# A Single-Layered Network

## The Math

First, let's examine the math behind a single-layered neural network.

Suppose we are given $k$ inputs (scalars) and $N_{l}$ neurons. Then, the output of neuron $i$ is a linear combination of all $k$-dimensional inputs $x$ with $k$-dimensional weights $w_{i}$, plus a scalar bias $b_{i}$. An **activation function** $σ:N_{k}↦N$ is then applied to the resulting sum:

$o_{i}=σ(x⋅w_{i}+b_{i}).$

Alternatively, we can compute all outputs simultaneously with a single matrix multiplication:

$o=σ(XW+b).$

As we saw in Chapter 1, multiple linear transforms applied back-to-back can be collapsed into a single linear transform.

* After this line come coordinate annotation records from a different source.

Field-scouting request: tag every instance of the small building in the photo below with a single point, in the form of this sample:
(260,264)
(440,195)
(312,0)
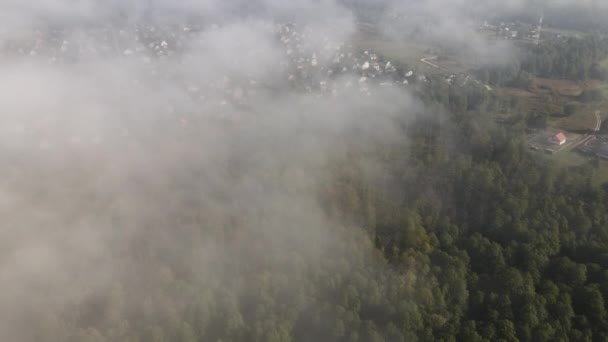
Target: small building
(558,139)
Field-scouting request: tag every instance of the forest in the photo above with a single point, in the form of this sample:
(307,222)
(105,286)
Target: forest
(472,238)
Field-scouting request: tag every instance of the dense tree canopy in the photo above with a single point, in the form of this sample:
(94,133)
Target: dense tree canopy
(461,235)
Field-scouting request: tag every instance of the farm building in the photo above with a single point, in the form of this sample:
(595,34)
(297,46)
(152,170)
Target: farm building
(558,139)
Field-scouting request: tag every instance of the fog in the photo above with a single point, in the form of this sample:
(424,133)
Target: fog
(124,169)
(161,140)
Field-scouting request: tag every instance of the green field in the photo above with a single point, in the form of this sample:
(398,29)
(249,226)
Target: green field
(409,52)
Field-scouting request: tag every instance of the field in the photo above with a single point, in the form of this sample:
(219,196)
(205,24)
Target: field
(583,120)
(410,52)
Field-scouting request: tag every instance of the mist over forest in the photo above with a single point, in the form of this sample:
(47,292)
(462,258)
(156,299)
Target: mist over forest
(330,170)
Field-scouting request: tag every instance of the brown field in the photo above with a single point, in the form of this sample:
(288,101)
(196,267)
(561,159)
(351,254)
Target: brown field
(563,87)
(517,92)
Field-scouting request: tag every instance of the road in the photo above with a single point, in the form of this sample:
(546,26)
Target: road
(432,58)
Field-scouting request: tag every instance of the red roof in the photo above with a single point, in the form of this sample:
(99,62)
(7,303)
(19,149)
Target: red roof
(561,137)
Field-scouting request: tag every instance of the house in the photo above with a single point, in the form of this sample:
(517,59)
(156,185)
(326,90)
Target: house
(558,139)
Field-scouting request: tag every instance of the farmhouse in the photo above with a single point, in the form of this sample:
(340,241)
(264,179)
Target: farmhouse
(558,139)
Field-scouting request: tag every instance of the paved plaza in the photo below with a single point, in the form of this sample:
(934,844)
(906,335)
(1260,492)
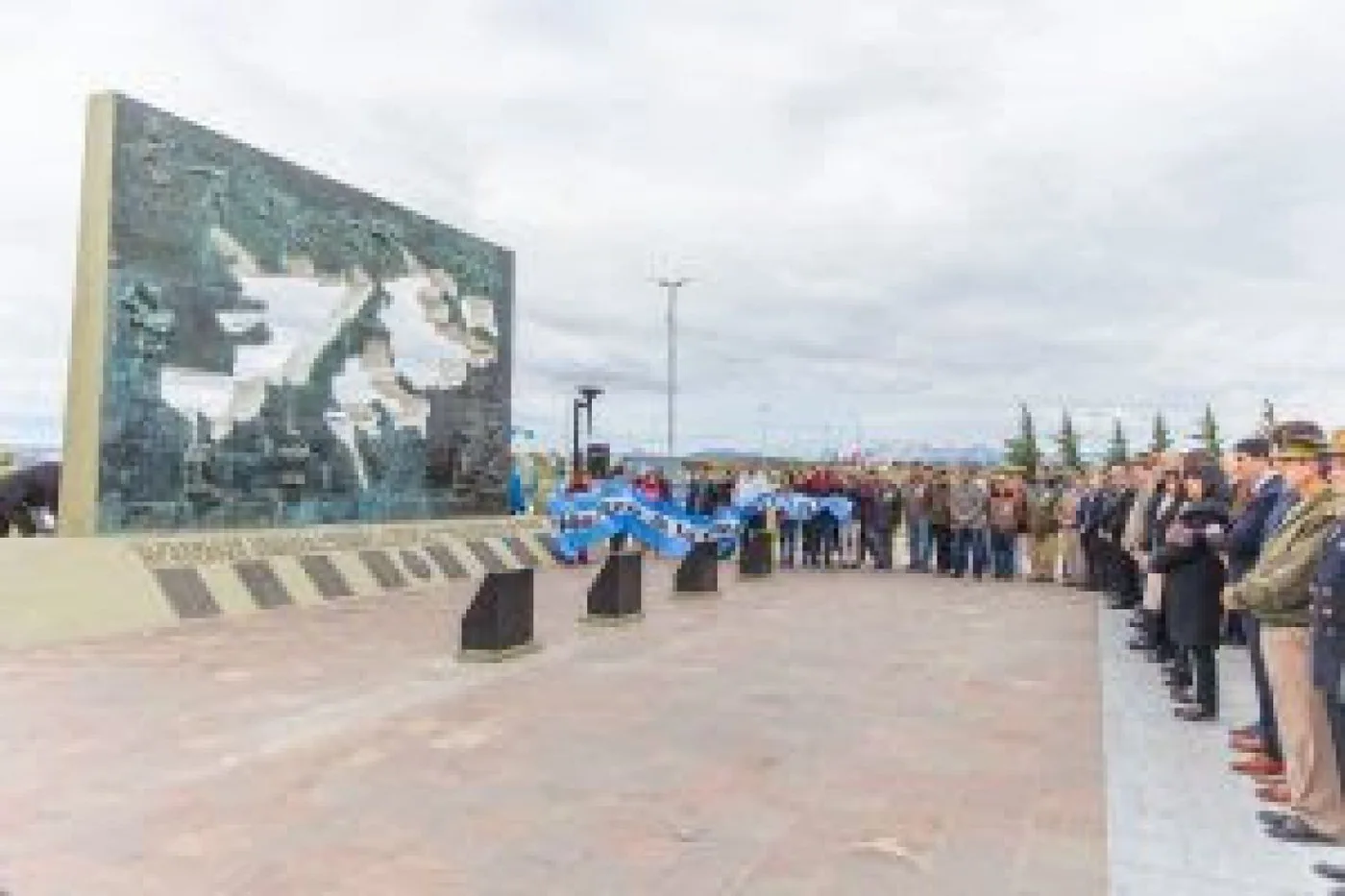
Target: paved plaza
(823,734)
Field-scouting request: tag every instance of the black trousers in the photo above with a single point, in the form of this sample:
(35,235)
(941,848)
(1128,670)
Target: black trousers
(942,537)
(1196,665)
(1335,712)
(811,532)
(1264,697)
(1092,560)
(877,544)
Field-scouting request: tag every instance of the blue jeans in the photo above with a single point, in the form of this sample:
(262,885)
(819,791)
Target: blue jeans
(917,543)
(968,541)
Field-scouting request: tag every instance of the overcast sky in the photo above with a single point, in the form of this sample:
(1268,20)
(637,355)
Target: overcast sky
(903,217)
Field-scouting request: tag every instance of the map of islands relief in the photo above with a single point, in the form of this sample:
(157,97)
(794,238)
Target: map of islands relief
(285,350)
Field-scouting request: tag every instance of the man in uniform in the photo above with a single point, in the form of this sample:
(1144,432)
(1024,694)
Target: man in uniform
(1277,591)
(1328,626)
(1042,505)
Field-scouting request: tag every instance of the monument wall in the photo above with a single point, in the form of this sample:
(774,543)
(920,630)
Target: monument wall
(257,346)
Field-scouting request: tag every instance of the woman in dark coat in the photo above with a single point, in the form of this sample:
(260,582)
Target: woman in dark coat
(1169,496)
(1193,581)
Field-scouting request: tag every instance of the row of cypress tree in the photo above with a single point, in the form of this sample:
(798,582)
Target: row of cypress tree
(1025,451)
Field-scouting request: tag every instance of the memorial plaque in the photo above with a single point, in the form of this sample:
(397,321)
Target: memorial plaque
(698,573)
(498,624)
(616,593)
(257,346)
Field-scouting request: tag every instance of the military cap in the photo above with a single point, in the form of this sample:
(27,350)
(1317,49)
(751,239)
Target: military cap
(1254,447)
(1298,440)
(1193,462)
(1337,446)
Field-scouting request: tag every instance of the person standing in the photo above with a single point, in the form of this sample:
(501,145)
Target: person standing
(1089,525)
(1133,537)
(1004,527)
(968,513)
(1250,463)
(1153,630)
(1277,591)
(1193,580)
(1328,626)
(878,513)
(1071,552)
(917,507)
(941,521)
(1042,503)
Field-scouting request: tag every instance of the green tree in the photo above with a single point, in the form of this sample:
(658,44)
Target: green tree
(1210,439)
(1162,440)
(1118,451)
(1066,442)
(1022,449)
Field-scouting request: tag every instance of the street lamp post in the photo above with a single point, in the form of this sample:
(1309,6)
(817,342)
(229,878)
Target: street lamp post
(670,287)
(585,403)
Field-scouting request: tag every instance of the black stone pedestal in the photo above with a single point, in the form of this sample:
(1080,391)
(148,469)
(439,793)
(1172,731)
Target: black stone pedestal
(756,556)
(698,573)
(500,621)
(615,594)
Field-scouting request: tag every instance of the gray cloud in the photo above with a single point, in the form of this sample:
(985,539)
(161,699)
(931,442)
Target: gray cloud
(903,217)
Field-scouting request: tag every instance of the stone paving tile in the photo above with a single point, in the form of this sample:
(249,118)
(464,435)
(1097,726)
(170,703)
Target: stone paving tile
(814,734)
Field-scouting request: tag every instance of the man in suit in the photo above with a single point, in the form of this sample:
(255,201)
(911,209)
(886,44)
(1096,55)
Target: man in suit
(1328,626)
(1089,525)
(1251,466)
(1277,590)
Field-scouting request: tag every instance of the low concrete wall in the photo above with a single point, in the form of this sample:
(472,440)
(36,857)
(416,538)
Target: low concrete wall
(57,590)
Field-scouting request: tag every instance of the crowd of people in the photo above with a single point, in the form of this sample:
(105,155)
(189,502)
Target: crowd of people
(1239,550)
(1243,550)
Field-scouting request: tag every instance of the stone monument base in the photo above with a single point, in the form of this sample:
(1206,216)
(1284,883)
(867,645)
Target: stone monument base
(60,590)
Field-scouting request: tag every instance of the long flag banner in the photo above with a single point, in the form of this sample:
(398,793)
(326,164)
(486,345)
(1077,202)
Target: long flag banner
(582,520)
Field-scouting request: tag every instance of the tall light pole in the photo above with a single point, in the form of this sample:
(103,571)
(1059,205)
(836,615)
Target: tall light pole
(670,287)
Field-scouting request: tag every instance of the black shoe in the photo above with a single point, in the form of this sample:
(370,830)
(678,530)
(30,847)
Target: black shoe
(1297,832)
(1331,872)
(1194,714)
(1273,818)
(1180,695)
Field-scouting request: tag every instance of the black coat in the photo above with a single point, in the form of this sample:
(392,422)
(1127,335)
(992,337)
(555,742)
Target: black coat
(1194,577)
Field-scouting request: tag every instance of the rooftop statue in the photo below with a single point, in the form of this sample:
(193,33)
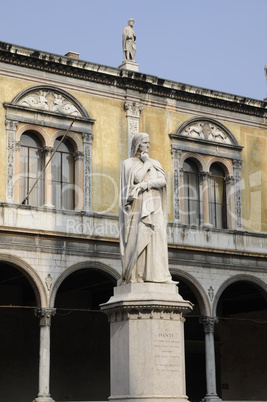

Therefore, non-terminal layers use a non-linear $σ$. Depending on the function, this allows us to warp the space (e.g. the logistic function squishes all outputs into the range $[−1,1]$), apply gating (e.g. the ReLU function "turns off" an output if the weighted input sum is negative), and more.

## The feedforward block of a transformer

The feedforward block consists of two neuron layers, where the first layer has some $L$ neurons. It takes as input the residual stream, which is an $N$x$k$ matrix. (That is, $N$ tokens/sequence positions, each represented by a $k$-dimensional vector.) The first layer consists of $L$ neurons, each with a non-linear activation function, followed by a second layer of $k$ neurons with an identity activation function.